Mon très cher confrère, mon ancien et véritable ami, vous ornez de belles fleurs mon tombeau; je n'ai jamais été si malade; mais aussi je n'ai jamais été si consolé, ni si sensiblement touché qu'en lisant vos beaux vers récités à l'académie.
Quand nos Frérons, nos Cléments nos Sabotiers s'acharnent sur les restes de vôtre ami vous embeaumez ces restes, et vous les préservez de la dent de ces monstres. Il n'y a point de mort plus heureux que moi.

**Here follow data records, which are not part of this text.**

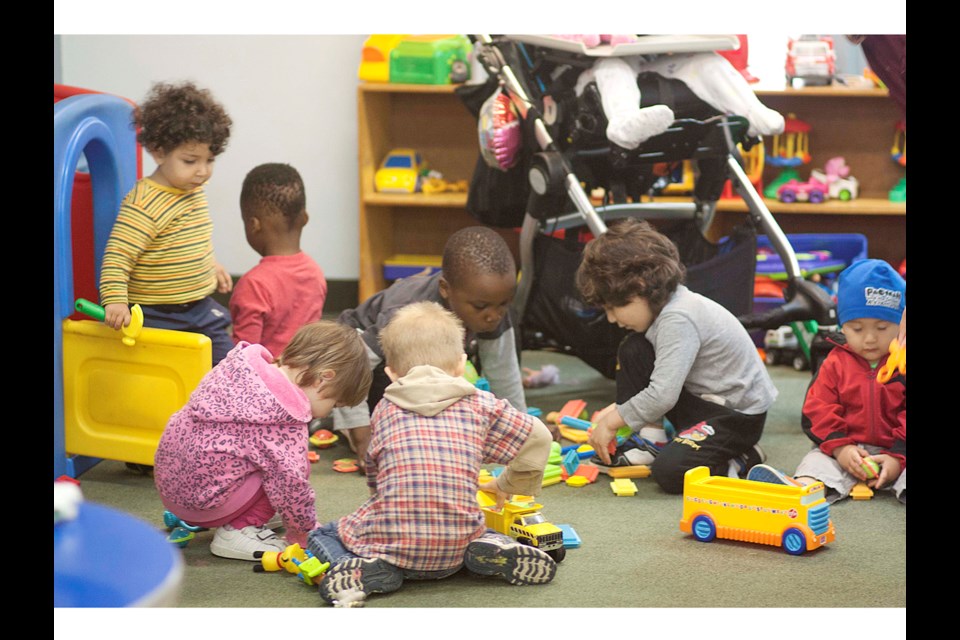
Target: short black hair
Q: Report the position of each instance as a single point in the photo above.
(476, 250)
(175, 114)
(274, 186)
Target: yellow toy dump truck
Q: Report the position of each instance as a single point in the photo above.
(794, 517)
(520, 518)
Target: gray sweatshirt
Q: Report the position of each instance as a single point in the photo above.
(703, 348)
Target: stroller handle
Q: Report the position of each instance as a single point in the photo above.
(806, 301)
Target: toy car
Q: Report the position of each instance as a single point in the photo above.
(813, 191)
(844, 189)
(400, 172)
(811, 60)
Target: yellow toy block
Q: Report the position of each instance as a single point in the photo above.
(623, 487)
(117, 398)
(636, 471)
(577, 436)
(861, 491)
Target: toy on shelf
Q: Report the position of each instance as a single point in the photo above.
(431, 59)
(794, 517)
(898, 153)
(896, 362)
(130, 332)
(788, 150)
(520, 518)
(375, 56)
(401, 171)
(840, 184)
(811, 60)
(834, 181)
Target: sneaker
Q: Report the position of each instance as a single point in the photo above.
(240, 544)
(631, 452)
(355, 579)
(748, 460)
(514, 562)
(766, 473)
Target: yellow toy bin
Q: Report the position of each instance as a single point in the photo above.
(117, 398)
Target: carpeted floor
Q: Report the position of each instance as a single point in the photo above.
(633, 554)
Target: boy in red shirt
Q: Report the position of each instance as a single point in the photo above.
(287, 289)
(848, 414)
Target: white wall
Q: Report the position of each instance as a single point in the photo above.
(292, 99)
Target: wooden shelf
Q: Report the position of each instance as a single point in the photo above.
(857, 124)
(415, 199)
(858, 207)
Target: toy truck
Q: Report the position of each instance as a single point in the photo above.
(794, 517)
(520, 518)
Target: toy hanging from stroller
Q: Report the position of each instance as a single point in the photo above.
(562, 154)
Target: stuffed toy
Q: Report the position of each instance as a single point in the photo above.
(710, 76)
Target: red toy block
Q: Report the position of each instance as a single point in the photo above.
(588, 471)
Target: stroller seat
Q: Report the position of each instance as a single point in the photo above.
(566, 156)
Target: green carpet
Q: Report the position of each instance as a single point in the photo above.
(632, 555)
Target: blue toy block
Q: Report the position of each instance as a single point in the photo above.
(570, 462)
(570, 538)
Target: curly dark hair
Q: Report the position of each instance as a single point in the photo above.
(476, 250)
(175, 114)
(630, 260)
(274, 187)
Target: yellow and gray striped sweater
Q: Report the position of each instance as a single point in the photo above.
(160, 250)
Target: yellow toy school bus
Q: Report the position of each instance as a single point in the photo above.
(793, 517)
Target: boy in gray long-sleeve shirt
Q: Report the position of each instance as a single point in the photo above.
(689, 359)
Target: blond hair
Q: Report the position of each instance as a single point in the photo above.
(422, 333)
(325, 345)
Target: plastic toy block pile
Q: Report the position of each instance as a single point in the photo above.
(565, 462)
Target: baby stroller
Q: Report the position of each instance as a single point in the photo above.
(565, 156)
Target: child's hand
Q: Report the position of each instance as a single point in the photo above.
(224, 281)
(491, 486)
(605, 430)
(889, 470)
(851, 458)
(116, 315)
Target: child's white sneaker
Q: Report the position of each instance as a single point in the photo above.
(240, 544)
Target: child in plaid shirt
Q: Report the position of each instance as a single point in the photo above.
(429, 436)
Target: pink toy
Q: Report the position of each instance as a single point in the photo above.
(499, 130)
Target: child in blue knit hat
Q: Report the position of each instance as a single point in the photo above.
(851, 418)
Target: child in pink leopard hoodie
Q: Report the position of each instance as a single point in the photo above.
(236, 454)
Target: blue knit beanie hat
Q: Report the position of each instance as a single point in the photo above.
(871, 289)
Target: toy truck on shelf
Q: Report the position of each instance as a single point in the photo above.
(794, 517)
(520, 518)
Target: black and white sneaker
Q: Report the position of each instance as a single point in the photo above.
(357, 578)
(631, 452)
(501, 555)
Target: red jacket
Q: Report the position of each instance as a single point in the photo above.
(846, 405)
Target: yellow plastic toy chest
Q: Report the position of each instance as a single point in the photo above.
(118, 398)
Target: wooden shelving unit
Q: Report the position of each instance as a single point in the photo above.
(855, 123)
(431, 119)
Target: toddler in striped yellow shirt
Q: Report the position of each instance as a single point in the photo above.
(160, 251)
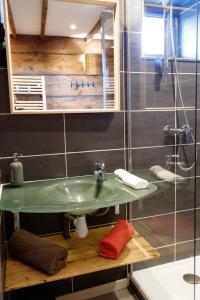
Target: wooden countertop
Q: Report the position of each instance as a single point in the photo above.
(82, 258)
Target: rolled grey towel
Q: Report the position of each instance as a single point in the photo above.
(37, 252)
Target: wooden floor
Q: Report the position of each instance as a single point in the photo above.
(82, 258)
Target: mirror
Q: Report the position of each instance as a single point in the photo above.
(63, 55)
(169, 29)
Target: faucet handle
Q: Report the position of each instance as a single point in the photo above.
(100, 165)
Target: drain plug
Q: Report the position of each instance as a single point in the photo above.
(191, 278)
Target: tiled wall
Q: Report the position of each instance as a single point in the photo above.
(54, 146)
(167, 218)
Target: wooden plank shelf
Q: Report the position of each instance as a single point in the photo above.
(82, 258)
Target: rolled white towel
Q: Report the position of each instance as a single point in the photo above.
(164, 174)
(131, 180)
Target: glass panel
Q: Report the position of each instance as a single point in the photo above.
(162, 114)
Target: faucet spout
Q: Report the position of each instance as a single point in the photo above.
(100, 175)
(99, 171)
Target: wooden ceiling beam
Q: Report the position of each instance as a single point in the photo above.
(11, 21)
(43, 18)
(93, 31)
(107, 3)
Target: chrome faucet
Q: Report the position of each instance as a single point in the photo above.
(100, 171)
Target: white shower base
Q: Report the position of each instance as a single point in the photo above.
(165, 282)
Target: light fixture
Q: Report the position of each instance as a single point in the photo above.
(73, 26)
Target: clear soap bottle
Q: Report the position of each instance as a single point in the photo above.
(16, 172)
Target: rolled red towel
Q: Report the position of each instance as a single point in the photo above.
(115, 241)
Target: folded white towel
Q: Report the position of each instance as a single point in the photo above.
(164, 174)
(131, 180)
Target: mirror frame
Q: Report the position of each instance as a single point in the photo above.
(114, 4)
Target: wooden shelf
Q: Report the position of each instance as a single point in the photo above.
(82, 259)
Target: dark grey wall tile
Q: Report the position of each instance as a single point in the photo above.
(187, 159)
(148, 127)
(160, 202)
(98, 278)
(186, 250)
(47, 291)
(185, 194)
(2, 255)
(83, 163)
(41, 224)
(187, 90)
(158, 230)
(148, 157)
(44, 167)
(151, 91)
(166, 256)
(184, 116)
(185, 223)
(94, 131)
(186, 66)
(4, 94)
(37, 167)
(31, 134)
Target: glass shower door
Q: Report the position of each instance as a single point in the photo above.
(162, 94)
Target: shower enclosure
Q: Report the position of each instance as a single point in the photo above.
(160, 71)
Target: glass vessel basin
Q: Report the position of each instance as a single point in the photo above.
(79, 195)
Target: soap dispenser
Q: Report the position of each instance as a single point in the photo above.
(16, 172)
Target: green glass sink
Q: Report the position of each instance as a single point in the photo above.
(79, 195)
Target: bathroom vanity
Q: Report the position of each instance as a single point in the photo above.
(76, 196)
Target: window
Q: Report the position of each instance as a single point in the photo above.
(153, 37)
(188, 35)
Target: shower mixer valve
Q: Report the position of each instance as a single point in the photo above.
(183, 132)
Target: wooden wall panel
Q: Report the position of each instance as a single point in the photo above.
(60, 86)
(53, 45)
(88, 102)
(30, 63)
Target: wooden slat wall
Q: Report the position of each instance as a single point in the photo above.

Conservez moi, mon cher ami, une partie de ces sentiments tant que vous vivrez. Je suis si bien mort, que je ne savais pas que Mlle Clairon fût à Paris. Je vous trouve bien heureux l'un et l'autre de vous être raprochés; vous êtes faits l'un pour l'autre; son mérite est encor au dessus de ses talents. Si j'éxistais, je voudrais bien me trouver en tiers avec vous. La Littérature et un cœur noble sont le véritable charme de la société. J'entends dire que dans Paris tout est faction, frivolité, et méchanceté. Heureux les honnêtes gens qui aiment les arts, et qui s'éloignent du tumulte! Il faut espérer que Sésostris dissipera toutes ces cabales affreuses qui persécutent l'innocence et la vertu. Ce sage Egiptien doit écarter les crocodiles. J'aprends que vous en avez un très grand nombre sur les bords de la Seine; mais vous ne vivez qu'avec vos pareils qui sont les Cignes de Mantoue.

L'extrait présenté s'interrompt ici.